More precisely, in this work, the researchers show that when the enzyme is illuminated and absorbs a photon, an electron is stripped off in 300 picoseconds (1 picosecond = one thousandth of a billionth of a second) from the fatty acid produced by the algae.

This fatty acid is then dissociated into a hydrocarbon precursor and carbon dioxide (CO2). Most of the produced CO2 is then converted within 100 nanoseconds to bicarbonate (HCO3-) within the enzyme. The activity of the enzyme requires light, but it is not inhibited by the pigments of photosynthesis: embedded in the enzyme, the flavin molecule, which absorbs the photon, is bent. This spatial configuration, called “conformation”, shifts the absorption spectrum of the molecule towards the red, so that it uses photons not exploited for the photosynthetic activity of the microalgae.

The LOB at the heart of the action

At the Laboratory of Optics and Biosciences (LOB*), Marten Vos, CNRS research director, came into contact with researchers at CEA Cadarache and Saclay who discovered this enzyme in 2017 and had been working on it since. A real teamwork was then initiated with Damien Sorigué, researcher at CEA and first author of this publication.

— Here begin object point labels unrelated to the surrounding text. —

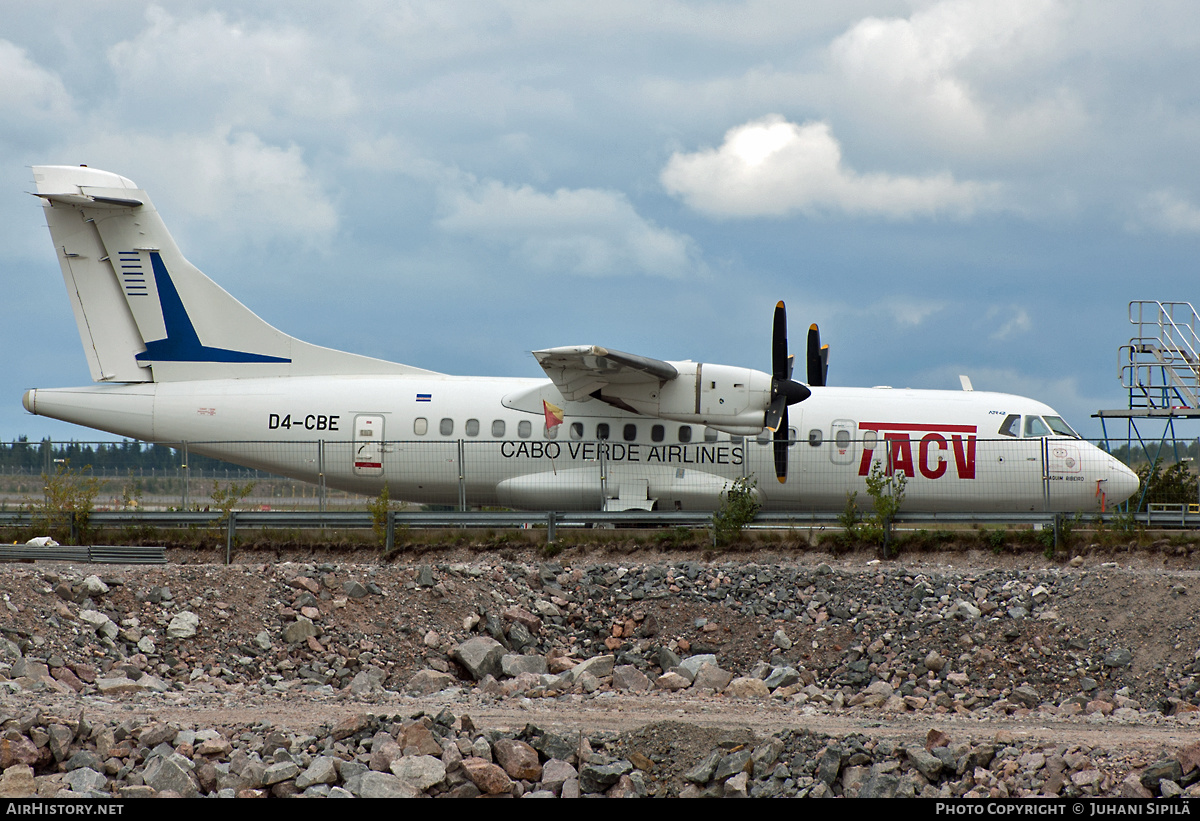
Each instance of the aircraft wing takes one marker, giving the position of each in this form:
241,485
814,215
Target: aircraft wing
580,371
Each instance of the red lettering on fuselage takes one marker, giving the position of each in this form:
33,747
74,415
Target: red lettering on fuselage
930,455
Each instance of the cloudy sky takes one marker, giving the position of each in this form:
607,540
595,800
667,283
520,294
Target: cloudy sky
958,186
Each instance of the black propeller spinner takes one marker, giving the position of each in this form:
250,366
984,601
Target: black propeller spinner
785,390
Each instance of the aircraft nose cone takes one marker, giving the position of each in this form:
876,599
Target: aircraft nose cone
1122,483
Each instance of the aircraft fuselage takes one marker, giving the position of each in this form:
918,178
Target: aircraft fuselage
441,439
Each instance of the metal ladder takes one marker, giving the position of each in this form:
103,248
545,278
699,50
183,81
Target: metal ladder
1161,366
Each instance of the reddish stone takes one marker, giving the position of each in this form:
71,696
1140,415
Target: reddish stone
487,777
519,760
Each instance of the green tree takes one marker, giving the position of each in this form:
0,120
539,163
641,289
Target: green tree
739,504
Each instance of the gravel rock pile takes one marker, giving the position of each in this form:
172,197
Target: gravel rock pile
805,765
373,756
1095,645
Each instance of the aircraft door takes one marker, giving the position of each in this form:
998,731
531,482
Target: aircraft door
843,449
369,445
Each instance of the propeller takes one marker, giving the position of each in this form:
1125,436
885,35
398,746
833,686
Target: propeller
784,390
819,358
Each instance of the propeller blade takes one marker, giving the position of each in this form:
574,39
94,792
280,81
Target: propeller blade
779,343
816,372
781,435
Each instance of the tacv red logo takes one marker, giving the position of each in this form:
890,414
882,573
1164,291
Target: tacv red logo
931,449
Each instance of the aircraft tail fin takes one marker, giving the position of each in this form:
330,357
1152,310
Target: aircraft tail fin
148,315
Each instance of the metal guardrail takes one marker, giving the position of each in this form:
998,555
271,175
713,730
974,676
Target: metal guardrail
551,521
85,555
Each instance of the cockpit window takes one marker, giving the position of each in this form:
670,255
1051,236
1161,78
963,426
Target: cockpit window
1061,427
1012,425
1035,427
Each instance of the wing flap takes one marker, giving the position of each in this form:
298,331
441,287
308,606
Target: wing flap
580,371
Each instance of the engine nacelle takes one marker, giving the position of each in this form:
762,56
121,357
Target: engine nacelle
730,399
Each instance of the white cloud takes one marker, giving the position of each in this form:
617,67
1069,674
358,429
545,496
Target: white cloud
587,232
947,73
238,73
772,167
249,192
1012,321
29,93
1167,211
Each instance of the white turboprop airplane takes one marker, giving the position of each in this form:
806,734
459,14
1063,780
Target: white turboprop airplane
178,359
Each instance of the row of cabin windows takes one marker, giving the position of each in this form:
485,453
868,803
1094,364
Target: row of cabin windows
576,431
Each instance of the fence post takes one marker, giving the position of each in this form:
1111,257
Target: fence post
231,531
321,474
462,478
183,503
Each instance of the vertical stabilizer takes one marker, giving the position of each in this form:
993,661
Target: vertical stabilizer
147,313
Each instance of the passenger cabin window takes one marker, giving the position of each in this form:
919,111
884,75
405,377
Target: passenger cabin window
1011,426
1035,427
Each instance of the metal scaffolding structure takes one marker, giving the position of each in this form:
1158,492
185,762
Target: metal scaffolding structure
1159,371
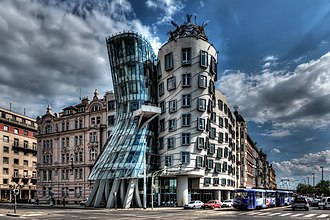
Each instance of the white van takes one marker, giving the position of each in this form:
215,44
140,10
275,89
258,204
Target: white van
324,203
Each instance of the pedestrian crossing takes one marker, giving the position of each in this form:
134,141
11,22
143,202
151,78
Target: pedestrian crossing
285,214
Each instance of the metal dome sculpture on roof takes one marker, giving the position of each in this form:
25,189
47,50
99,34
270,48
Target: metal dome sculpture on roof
188,29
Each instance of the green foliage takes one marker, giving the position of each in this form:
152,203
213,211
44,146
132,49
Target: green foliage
322,188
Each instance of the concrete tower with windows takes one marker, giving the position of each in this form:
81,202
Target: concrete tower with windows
196,126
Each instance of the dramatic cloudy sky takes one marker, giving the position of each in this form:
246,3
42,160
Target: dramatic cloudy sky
274,63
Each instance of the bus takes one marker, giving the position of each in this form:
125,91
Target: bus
248,199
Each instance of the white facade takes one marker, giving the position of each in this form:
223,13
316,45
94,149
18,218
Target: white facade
196,126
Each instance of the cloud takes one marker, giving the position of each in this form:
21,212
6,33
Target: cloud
306,165
169,8
50,50
288,100
275,151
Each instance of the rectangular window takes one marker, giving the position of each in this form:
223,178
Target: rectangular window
161,89
172,124
186,80
201,104
171,83
172,106
162,124
185,120
169,61
185,157
204,58
200,143
169,160
217,168
186,101
202,81
162,107
161,143
185,138
219,153
201,124
171,143
199,161
207,181
186,56
220,138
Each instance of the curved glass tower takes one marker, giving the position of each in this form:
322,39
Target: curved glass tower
129,152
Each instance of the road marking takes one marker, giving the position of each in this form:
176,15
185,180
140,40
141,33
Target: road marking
276,213
286,214
309,215
296,215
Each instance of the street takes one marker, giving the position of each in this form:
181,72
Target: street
160,213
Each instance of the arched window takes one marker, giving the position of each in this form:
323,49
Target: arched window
48,129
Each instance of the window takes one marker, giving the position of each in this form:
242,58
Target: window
219,153
220,122
220,139
201,104
186,80
209,163
186,101
15,130
162,107
201,124
171,83
169,61
213,133
161,89
213,66
186,56
200,143
185,157
207,181
199,161
172,106
171,143
6,139
185,138
217,168
161,143
211,149
172,124
202,81
203,58
6,149
168,160
162,124
185,120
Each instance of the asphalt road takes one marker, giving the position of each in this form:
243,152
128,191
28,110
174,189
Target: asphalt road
78,213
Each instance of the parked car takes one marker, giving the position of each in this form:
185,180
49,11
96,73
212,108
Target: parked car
83,202
194,204
212,204
300,203
227,203
324,203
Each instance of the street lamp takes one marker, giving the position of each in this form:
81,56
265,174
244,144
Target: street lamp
322,171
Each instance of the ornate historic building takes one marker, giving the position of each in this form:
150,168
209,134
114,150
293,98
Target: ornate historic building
69,143
18,147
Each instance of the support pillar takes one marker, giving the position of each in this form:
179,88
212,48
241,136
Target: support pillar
182,190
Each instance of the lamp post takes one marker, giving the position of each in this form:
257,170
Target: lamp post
321,172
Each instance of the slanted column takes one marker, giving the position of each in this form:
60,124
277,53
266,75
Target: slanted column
182,190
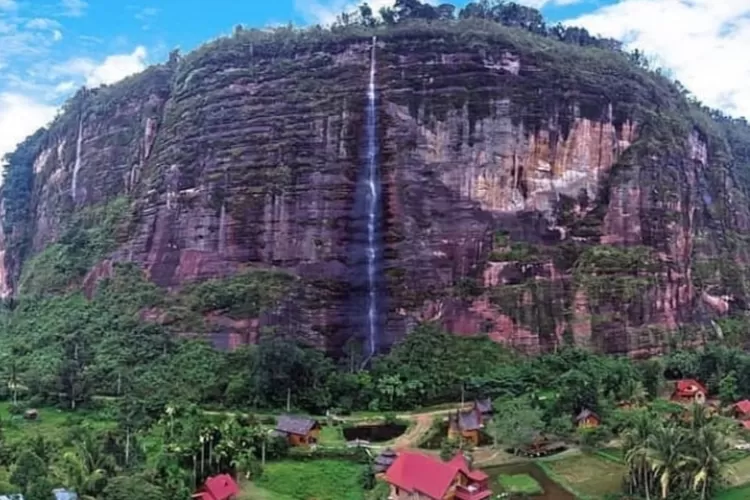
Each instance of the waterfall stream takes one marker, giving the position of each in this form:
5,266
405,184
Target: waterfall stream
373,202
77,164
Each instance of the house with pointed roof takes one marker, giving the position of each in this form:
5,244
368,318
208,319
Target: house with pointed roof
299,431
741,410
466,425
587,419
221,487
416,476
689,391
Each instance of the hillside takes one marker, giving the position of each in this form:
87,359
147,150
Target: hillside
540,191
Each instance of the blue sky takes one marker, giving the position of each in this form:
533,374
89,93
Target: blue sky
48,48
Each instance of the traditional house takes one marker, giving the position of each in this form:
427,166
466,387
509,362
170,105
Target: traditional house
383,461
587,419
416,476
299,431
485,408
221,487
689,391
466,425
741,410
63,494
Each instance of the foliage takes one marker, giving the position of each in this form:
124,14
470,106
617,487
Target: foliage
519,426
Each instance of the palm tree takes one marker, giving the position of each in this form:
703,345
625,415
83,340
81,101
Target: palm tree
84,469
709,454
635,444
665,455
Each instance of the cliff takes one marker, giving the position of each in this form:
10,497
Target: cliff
538,192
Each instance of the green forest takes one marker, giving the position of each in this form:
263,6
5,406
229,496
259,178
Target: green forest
129,408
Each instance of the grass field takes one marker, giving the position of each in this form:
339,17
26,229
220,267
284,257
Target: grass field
522,484
306,480
588,475
741,493
739,472
50,423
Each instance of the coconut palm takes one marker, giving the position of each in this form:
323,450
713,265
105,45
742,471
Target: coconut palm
666,457
635,444
84,469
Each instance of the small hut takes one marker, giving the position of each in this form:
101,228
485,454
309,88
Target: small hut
383,461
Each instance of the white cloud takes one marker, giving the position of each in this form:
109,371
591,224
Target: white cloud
112,69
325,11
704,43
20,116
41,23
73,8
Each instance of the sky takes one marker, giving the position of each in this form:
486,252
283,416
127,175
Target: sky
49,48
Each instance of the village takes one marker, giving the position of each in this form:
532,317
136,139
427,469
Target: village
404,469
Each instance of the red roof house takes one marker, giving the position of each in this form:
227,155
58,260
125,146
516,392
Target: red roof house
416,474
741,409
689,390
221,487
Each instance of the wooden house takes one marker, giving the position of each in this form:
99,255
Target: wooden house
741,410
689,391
415,476
466,425
587,419
221,487
299,431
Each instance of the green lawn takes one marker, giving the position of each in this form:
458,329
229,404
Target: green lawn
331,435
307,480
522,484
588,475
50,423
741,493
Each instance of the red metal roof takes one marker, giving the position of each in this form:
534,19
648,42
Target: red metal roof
221,487
415,472
743,406
460,463
690,387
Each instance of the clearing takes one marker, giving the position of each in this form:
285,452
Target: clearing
587,475
318,479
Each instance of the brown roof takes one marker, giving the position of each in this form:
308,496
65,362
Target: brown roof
484,405
292,424
467,421
586,413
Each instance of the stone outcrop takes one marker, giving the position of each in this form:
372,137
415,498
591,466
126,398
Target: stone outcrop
500,180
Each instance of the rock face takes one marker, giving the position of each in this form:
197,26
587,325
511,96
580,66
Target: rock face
521,199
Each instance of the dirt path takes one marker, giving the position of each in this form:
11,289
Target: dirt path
410,439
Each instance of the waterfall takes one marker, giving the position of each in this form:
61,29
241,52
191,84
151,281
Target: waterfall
222,229
77,164
373,202
366,309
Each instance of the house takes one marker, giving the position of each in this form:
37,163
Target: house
383,461
689,391
485,407
416,476
221,487
587,419
62,494
299,431
741,410
466,425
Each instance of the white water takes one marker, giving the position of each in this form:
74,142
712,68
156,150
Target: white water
77,164
372,205
222,229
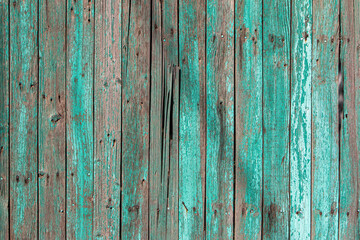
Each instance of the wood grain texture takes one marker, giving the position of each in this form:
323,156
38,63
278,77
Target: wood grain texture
220,119
4,118
349,156
357,94
164,122
325,148
276,118
52,117
135,128
24,119
79,127
179,119
192,128
300,133
170,32
248,119
107,113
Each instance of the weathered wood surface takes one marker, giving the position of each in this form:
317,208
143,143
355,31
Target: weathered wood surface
349,157
135,77
300,120
248,124
107,120
276,118
4,119
192,125
325,120
79,119
52,118
179,119
24,84
220,119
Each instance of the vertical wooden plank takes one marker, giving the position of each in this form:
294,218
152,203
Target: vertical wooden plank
4,119
192,128
325,148
249,146
158,195
52,70
79,127
349,156
135,116
357,96
24,114
107,163
276,114
171,57
220,119
164,133
300,133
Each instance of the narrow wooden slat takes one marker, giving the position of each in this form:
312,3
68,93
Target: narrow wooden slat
357,94
164,148
220,119
24,109
107,163
158,195
79,127
52,51
300,133
170,34
192,126
4,119
248,90
325,148
349,156
135,116
276,114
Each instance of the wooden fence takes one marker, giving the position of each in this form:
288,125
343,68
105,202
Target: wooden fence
179,119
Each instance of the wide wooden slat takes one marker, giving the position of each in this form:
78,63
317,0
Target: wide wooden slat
249,146
135,117
300,133
24,119
164,122
107,113
52,70
349,156
220,119
324,132
79,127
192,128
276,114
4,119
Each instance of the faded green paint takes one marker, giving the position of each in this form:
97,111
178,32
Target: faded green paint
24,113
4,119
300,133
220,119
135,72
164,122
248,95
349,157
107,120
107,137
52,37
79,125
325,149
276,117
192,119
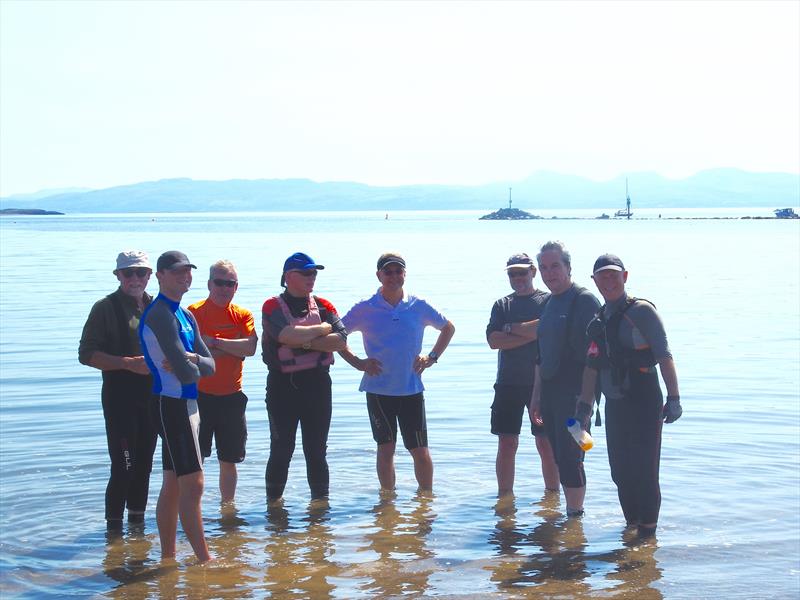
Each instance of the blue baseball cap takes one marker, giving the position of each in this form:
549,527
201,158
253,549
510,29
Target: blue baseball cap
298,262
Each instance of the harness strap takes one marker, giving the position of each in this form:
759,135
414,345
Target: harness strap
125,348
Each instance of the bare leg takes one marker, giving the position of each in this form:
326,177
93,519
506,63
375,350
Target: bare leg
549,466
167,514
574,497
190,493
507,445
423,468
385,465
227,480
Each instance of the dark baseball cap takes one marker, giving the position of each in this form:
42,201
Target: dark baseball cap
173,259
608,262
298,262
389,258
519,261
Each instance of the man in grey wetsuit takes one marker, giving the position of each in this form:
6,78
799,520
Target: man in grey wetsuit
177,357
512,330
627,340
110,343
562,353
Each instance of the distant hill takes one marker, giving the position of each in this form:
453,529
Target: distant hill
712,188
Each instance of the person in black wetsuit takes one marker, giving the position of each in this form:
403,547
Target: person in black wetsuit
562,352
110,343
301,332
627,340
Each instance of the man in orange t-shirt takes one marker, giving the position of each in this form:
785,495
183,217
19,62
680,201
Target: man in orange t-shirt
229,332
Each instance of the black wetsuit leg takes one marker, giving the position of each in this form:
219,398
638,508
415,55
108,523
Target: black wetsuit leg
558,404
127,403
305,398
633,437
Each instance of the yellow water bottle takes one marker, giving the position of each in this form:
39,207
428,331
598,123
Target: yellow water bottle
581,436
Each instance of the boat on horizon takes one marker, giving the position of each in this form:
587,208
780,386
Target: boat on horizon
626,212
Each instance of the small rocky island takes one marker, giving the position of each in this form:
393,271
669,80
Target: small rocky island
28,211
509,214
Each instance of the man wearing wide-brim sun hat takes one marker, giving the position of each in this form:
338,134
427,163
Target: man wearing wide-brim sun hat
301,332
626,342
110,343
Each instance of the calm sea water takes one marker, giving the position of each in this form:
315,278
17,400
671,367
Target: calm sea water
728,290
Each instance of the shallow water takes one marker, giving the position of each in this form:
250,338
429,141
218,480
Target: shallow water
728,290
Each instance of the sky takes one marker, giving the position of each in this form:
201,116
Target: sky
98,94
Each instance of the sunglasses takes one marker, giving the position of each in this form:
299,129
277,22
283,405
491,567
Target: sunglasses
138,271
518,272
224,282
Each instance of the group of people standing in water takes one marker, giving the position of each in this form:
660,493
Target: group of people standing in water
177,373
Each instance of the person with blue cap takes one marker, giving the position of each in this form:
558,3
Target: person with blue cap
300,333
392,323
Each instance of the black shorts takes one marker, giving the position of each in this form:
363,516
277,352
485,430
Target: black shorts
223,418
386,411
508,408
179,423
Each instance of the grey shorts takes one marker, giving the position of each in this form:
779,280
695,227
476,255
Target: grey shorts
385,412
508,409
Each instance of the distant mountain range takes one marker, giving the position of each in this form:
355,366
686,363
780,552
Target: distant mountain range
712,188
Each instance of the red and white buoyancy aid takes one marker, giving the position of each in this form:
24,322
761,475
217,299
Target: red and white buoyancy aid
295,359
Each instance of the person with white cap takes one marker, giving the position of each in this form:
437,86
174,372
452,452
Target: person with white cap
627,341
392,323
110,343
512,330
177,357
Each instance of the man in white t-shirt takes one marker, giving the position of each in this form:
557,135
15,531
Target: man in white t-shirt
392,324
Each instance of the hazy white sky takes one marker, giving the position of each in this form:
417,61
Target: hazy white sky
95,94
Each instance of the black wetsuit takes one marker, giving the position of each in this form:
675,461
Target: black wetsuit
626,342
562,351
302,397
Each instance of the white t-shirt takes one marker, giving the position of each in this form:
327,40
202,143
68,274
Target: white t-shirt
393,335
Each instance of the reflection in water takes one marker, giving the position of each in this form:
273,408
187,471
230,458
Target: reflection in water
298,559
404,562
554,557
636,568
126,561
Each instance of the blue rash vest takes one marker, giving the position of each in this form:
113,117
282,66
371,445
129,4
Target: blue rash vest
167,331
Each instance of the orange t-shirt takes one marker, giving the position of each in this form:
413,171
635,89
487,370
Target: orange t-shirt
232,322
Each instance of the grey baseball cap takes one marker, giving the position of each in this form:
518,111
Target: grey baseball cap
132,258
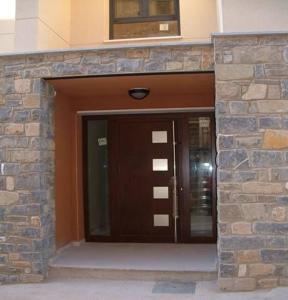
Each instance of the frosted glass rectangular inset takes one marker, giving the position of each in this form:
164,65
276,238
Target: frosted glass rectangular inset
161,220
159,137
160,164
161,192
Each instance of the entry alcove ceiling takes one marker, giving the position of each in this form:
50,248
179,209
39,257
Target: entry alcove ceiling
190,89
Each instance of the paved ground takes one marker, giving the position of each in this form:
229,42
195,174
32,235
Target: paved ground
77,289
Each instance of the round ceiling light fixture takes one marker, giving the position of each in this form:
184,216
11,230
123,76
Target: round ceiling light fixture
139,93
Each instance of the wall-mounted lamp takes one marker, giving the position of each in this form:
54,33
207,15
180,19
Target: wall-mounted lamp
139,93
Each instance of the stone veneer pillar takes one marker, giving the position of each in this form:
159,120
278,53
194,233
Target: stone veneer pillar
27,224
252,142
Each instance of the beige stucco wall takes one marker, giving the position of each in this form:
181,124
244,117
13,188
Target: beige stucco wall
90,21
54,24
42,24
255,15
7,25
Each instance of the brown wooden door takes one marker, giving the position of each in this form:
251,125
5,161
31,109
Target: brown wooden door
130,201
143,201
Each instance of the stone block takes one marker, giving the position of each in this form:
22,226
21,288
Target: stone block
230,213
275,139
256,270
274,92
271,228
237,243
257,54
270,122
276,242
35,221
237,125
262,188
274,256
272,106
10,183
267,283
248,256
225,141
237,284
14,129
101,69
238,107
227,270
153,66
28,182
285,54
279,214
279,174
22,86
284,88
282,200
249,141
138,53
174,65
241,228
21,116
227,257
234,72
227,91
129,65
231,158
242,271
31,278
8,198
5,113
266,159
254,211
32,129
25,156
255,92
243,198
14,256
32,101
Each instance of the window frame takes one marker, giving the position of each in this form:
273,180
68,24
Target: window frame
144,17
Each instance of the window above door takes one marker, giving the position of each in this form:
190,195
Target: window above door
143,18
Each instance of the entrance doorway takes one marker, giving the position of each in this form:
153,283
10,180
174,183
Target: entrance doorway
150,178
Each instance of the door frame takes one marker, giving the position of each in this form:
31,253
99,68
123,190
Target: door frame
180,161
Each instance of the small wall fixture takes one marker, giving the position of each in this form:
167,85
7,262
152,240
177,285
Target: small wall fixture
139,93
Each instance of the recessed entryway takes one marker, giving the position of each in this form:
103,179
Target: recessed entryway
150,178
77,98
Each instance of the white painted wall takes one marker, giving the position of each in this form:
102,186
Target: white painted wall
255,15
7,25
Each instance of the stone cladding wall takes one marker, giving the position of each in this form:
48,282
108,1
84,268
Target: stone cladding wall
252,142
27,202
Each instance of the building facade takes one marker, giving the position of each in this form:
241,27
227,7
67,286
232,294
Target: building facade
45,96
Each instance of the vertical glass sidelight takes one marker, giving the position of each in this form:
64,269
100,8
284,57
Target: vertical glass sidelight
97,168
201,176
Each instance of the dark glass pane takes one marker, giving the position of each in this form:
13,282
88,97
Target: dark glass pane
97,154
201,168
127,8
161,7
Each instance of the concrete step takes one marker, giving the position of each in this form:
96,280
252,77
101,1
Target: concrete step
117,274
136,261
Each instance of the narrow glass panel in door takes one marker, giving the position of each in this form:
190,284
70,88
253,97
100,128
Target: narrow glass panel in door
200,177
97,178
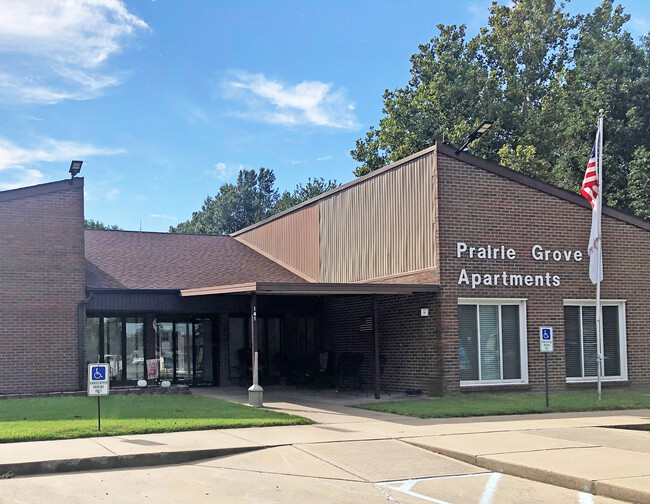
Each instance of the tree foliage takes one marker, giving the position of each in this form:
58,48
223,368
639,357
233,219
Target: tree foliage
311,189
542,75
251,199
93,224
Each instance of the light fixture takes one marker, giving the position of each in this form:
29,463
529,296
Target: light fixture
477,133
75,168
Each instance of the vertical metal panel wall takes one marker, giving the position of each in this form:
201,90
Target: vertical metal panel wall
382,226
291,239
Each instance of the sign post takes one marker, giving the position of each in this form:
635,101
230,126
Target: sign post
546,347
98,385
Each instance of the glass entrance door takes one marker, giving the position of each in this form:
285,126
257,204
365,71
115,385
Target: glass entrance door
119,342
184,351
165,350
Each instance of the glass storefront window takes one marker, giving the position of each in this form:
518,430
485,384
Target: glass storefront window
113,349
92,351
165,350
134,348
119,342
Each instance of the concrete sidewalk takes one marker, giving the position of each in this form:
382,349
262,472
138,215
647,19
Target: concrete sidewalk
577,451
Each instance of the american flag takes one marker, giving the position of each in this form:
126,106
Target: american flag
590,190
590,187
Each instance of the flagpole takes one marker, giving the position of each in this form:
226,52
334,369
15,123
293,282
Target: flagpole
599,327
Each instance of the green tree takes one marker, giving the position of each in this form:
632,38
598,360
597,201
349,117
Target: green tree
610,72
92,224
235,206
542,75
311,189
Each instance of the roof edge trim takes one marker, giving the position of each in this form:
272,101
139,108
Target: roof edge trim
539,185
341,188
40,189
293,288
275,260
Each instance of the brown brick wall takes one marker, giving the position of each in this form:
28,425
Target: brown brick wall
481,208
407,340
41,282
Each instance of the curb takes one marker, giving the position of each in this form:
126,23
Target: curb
118,461
604,489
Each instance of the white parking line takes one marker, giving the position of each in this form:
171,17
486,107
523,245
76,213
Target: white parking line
490,488
405,486
585,498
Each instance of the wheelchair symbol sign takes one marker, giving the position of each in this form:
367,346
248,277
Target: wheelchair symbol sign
546,339
98,379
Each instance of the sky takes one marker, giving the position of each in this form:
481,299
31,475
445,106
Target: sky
165,101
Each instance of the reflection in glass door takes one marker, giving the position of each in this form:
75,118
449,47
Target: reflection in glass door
119,342
184,351
113,351
134,348
165,350
203,351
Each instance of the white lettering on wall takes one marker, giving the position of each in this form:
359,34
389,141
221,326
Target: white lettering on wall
506,279
539,253
488,252
509,279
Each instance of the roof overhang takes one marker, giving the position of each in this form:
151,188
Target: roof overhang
313,289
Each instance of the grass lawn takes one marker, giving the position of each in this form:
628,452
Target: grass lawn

The LOB researchers, engineers, PhD student and intern worked on the one hand on visible spectroscopy on the femtosecond-picosecond scale to follow the photoreduction kinetics of the flavin and on the other hand on multiscale infrared spectroscopy (covering a time range extending over more than eight orders of magnitude) with a high spectral resolution to follow the formation and the fate of the CO2 product within the enzyme. The latter approach combines two original techniques developed at LOB.

First, ADASOPS (Arbitrary-Detuning ASynchronous OPtical Sampling) which allows to cover a very large temporal range using two independent femtosecond lasers, a unique technique patented by LOB. This tool, the result of 10 years of work, has mobilized the complementary skills of Laura Roby Antonucci, research engineer at the Ecole Polytechnique who dedicated her thesis to ADASOPS, Xavier Solinas, CNRS research engineer in electronics, Adeline Bonvalet, CNRS research engineer, and Manuel Joffre, CNRS research director and professor at the Ecole Polytechnique.

The other experimental approach used, CPU (Chirped Pulse Upconversion), which has been developed for a longer time in the laboratory, has made it possible to detect the infrared spectrum with a spectral resolution that is much higher than that of conventional infrared detector arrays.

The FAP enzyme experiments were adapted to the particular sensitivity of the enzyme, which must be renewed for each absorbed pulse at a rate of 1 kHz. “It was not possible to ‘hit’ the sample several times as we usually do,” explains Marten Vos, “and the tandem work of Adeline and Damien was essential to find the right experimental conditions.” The experiments also benefited from the help of Assia Benachir, an intern from the Bachelor program in the laboratory, particularly during the preparation of the measurement campaign. The researchers were also helped by Bo Zhuang, PhD student at LOB, who worked on the data analysis.

In summary, the work carried out at the LOB allowed to follow the formation of the CO2 product in 300 ps, to establish its unexpected partial transformation in 100 ns, and to follow its release towards the protein environment in 1.5 µs, thanks to a very slight spectral shift.

These kinetic data are complementary to transient structural data obtained by other teams of the consortium by time-resolved crystallography and cryo-trapping. Another contribution of the LOB concerns the work of Alexey Aleksandrov, CNRS researcher, who performed molecular simulations to analyze the dynamics of the CO2 spectrum and to explain the unusual curvature of the flavin in the enzyme.

A team effort within an international consortium

It is the combined interpretation of the results of various experimental and theoretical approaches by the international consortium that gives a detailed picture, at the atomic scale, of the enzyme at work. The multidisciplinary study combined bioengineering work, optical and vibrational spectroscopies, static and kinetic crystallography performed with synchrotrons or an X-ray free electron laser, and quantum chemical calculations.